The final third place is Raymond Dufayel’s apartment. It is here that Amelie quietly reveals her loneliness, identifying with a young woman in his painting. Raymond assists Amelie in her quest to return the time capsule, and from his window he secretly observes her activities, including her defending Lucien from his abusive boss. A videotape from Raymond and Lucien (filmed in the apartment) finally gives Amelie the courage to reveal herself to Nino and find the connection she has been longing for.
These real, even mundane locations have a fantastical character in the Amelie universe. Jeunet and cinematographer Bruno Delbonnel employ a variety of cinematic tricks to create the world of the film. Dutch angles, wide-angle lenses, almost technicolor red, green and yellow color grading, moments of frenetic editing using stock footage, and jump cuts present an atmosphere which is obviously artificial. However, this visibly make-believe quality presents a social critique: if Amelie’s world is fantastical enough to belong to the realm of imagination, does that mean that its joy is inaccessible in real life? As an American who has lived my whole life in suburbs devoid of third places, it was easy for me to feel that way after watching the film. A 2021 Harvard study found that 61% of young American adults experienced “serious loneliness”, and the loss of third spaces is an important factor. Though the film is lighthearted, Amelie’s loneliness is visible throughout. Her resulting imagination and love of simple pleasures is what makes the story endearing, but her character is profoundly shaped by lifelong isolation.

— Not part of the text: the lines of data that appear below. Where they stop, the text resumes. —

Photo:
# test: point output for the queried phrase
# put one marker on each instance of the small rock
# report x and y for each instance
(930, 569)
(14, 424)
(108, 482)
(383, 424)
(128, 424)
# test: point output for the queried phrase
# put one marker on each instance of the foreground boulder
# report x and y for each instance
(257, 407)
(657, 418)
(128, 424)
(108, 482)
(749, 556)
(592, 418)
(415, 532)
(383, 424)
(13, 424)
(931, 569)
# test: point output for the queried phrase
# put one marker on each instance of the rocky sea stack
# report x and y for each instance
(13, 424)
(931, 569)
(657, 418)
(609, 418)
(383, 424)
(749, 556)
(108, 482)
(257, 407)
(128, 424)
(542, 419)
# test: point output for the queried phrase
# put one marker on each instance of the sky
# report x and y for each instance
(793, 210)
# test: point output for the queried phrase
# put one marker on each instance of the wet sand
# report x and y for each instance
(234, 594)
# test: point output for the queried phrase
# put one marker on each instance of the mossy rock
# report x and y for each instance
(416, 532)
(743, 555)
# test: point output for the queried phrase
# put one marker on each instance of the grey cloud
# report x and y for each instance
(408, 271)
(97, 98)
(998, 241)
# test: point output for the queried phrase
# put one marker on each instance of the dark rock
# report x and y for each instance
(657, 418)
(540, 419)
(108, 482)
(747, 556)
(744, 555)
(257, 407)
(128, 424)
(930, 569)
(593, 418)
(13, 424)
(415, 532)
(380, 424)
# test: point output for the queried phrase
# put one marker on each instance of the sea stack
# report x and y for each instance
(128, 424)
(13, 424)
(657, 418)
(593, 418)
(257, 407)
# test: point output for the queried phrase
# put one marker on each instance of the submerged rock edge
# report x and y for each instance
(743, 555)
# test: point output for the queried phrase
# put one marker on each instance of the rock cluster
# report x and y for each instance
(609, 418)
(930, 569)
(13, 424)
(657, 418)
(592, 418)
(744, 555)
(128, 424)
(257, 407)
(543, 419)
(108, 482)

In Amelie’s case, she can overcome this isolation by accessing a community in the third places around her, but what about the rest of us? Sociologist Ray Oldenburg coined the term “third place” in his 1991 book, The Great Good Place and noted that third places were already in decline. This was twenty years before smartphones became ubiquitous and forty years after suburban sprawl defined the American environment, so social media and geography aren’t the only things to blame for growing American isolation. Beginning in the 1970’s, wages stagnated, leaving workers with less money and free time, and privatization and offshoring killed many local businesses. Over time, those that remain have become hostile to socializing; I can’t go anywhere in my neighborhood without seeing signs prohibiting “loitering”, and once you enter a business, there’s an understanding that you need to buy something or get out. Contrast this with the fantastical urban environment of Amelie’s Paris. Amelie walks or takes the metro everywhere, and even though the Two Windmills is a business, many regulars spend hours there without buying more than a cup of coffee.

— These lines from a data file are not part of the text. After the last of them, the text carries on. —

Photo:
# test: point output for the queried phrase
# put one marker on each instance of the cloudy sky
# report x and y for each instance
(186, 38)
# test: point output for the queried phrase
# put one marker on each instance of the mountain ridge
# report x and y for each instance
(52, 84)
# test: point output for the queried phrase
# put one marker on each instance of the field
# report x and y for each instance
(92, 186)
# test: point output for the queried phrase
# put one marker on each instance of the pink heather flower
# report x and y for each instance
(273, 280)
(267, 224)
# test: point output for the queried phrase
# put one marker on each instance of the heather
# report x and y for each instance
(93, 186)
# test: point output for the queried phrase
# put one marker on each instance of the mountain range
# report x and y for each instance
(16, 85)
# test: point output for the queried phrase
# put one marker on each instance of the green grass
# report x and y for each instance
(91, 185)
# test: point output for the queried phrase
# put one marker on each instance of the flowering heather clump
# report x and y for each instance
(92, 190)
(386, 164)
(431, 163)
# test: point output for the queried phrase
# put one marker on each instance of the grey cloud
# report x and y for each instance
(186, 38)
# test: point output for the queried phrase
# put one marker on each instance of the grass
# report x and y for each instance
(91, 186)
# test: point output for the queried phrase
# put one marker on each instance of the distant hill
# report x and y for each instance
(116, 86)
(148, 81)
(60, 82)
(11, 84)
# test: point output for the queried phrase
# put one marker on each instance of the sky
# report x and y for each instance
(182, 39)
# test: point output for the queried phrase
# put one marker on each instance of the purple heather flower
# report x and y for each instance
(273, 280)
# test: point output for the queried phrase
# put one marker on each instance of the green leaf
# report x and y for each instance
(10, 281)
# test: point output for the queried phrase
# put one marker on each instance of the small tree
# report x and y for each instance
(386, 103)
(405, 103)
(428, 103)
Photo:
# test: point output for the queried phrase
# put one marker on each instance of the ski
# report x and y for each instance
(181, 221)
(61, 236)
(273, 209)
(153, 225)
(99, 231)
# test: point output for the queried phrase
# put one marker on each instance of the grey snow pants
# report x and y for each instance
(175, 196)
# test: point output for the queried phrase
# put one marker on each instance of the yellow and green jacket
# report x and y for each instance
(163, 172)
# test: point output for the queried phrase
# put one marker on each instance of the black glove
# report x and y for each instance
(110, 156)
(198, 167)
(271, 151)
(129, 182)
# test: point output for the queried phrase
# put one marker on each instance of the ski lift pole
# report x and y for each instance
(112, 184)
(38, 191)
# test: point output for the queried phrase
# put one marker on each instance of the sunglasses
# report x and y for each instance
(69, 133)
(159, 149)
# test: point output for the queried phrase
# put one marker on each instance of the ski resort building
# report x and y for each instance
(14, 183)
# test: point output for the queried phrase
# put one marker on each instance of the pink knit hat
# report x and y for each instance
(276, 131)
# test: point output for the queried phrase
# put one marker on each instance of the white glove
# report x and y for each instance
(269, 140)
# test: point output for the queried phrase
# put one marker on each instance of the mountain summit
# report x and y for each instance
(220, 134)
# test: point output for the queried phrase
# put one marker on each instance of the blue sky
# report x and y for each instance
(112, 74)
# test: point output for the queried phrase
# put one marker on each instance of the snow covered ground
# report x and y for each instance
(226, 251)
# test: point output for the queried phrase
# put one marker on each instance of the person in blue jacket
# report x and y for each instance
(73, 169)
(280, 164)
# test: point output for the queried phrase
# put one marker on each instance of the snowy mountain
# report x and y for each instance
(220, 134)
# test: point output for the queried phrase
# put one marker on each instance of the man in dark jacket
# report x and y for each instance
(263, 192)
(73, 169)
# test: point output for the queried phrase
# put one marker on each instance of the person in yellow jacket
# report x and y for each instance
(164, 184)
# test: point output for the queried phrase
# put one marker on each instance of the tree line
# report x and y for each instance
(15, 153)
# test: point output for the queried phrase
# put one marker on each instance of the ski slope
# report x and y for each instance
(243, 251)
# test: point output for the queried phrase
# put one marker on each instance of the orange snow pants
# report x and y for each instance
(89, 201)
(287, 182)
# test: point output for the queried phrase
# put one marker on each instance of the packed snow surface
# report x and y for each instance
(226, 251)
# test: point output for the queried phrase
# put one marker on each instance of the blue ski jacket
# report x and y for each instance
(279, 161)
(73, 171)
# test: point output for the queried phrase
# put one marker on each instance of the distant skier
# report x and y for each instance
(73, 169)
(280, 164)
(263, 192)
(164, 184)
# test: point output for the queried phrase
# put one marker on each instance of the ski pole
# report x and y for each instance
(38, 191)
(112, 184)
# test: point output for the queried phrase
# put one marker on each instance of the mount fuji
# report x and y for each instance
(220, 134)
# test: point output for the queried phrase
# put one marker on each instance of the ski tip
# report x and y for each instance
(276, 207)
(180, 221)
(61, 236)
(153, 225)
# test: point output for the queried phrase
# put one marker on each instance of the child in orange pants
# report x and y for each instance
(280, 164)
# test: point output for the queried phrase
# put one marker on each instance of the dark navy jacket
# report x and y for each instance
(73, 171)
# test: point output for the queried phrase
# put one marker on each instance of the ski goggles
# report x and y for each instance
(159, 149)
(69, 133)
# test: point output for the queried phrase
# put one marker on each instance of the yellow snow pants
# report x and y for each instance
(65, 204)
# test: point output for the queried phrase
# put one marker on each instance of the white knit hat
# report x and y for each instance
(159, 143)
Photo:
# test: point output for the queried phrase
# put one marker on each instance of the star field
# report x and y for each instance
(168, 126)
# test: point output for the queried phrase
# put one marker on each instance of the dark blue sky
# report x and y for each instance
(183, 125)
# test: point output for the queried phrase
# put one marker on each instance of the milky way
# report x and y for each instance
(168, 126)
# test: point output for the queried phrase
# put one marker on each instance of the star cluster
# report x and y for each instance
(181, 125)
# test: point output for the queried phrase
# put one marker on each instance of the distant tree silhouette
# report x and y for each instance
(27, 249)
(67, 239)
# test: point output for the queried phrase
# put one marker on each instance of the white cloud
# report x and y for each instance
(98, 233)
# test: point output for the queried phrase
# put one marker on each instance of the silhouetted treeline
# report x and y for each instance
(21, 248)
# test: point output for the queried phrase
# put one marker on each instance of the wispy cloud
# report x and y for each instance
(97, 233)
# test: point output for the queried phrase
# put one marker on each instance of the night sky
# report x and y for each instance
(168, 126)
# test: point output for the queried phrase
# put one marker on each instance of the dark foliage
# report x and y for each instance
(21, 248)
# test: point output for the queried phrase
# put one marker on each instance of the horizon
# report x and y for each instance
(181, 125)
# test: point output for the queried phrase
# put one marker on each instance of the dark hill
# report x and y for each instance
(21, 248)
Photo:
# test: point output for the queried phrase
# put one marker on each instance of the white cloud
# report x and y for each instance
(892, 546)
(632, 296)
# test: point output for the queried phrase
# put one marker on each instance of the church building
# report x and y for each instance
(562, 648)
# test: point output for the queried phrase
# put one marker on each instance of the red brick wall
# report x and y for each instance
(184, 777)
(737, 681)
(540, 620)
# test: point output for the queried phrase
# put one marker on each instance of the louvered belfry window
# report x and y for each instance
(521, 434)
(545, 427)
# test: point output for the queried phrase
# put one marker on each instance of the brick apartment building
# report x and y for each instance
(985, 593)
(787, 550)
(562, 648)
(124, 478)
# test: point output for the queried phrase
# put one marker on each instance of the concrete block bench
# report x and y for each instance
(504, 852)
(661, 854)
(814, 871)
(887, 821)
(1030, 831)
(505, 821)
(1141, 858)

I know I’m not making a one-to-one comparison here. Amelie is a movie, and an unrealistic one at that. After all, the crew famously removed trash and graffiti prior to filming, concealing Paris’ rough edges to serve the film’s imaginative setting. No place is perfect, and whatever route the U.S. takes to become more connected won’t be easy. I don’t have immediate solutions, but I do know that life can imitate art, and I believe a world with more third places would be a significantly happier one. Amelie is absorbing and imaginative, even escapist, but it can also inspire us to connect with each other, and to keep dreaming of a world where that connection is just a bit easier.